Sequence-Based Properties that Identify Intrinsically Disordered Phase-Separating Protein Regions
We aimed to investigate the molecular mechanisms that drive liquid-liquid phase separation (LLPS) of intrinsically disordered proteins (IDPs). This phenomenon is critical in many cellular processes (including RNA metabolism, chromatin rearrangement, and signal transduction), and known to be driven primarily, but not exclusively, by IDPs. To fully understand how these processes occur and are regulated, it is important that we understand the interactions and sequence properties underlying phase separation behavior. IDPs are proteins that contain intrinsically disordered regions (IDRs), which are regions that do not adopt stable tertiary or secondary structures. While at least 40% of the human proteome is classified as IDPs, only a subset exhibit phase separation behavior.

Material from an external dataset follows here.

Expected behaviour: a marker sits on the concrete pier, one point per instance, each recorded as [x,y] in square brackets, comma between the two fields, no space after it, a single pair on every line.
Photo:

Previous work created a computer algorithm called ParSe (partition sequence) that successfully predicts folded, ID, and phase-separating (PS) IDRs from the protein primary sequence. This algorithm uses the polymer scaling exponent, v, and a conformational parameter, the intrinsic beta-turn propensity, to distinguish the three protein classes (folded, F; disordered, D; and phase-separating disordered, P). Here, we confirm that the v and beta-turn propensity values follow a normal distribution in three expanded protein sequence sets (PS-IDR, IDR, and Folded). Next, we determined the ability of 568 intrinsic sequence-based properties to define the F, D, and P populations in the sequence sets. We found that most of these properties yield statistically significant differences in the means of the sequence sets. Principal component analysis identified two principal modes of variance in the human proteome: one corresponding to physiochemical properties, like hydrophobicity, charge, or v, and the other to conformational propensities, like preferences for alpha-helix, beta-turn, or beta-sheet. These results established that a hydrophobicity scale could accurately distinguish between folded and ID populations, and that an alpha-helix scale paired with v could optimally identify PS-IDR from IDR. Using those three parameters, a second-generation version of ParSe was developed.
intrinsically disordered proteins, liquid-liquid phase separation
Ibrahim, A. (2022). Sequence-based properties that identify intrinsically disordered phase-separating protein regions (Unpublished thesis). Texas State University, San Marcos, Texas.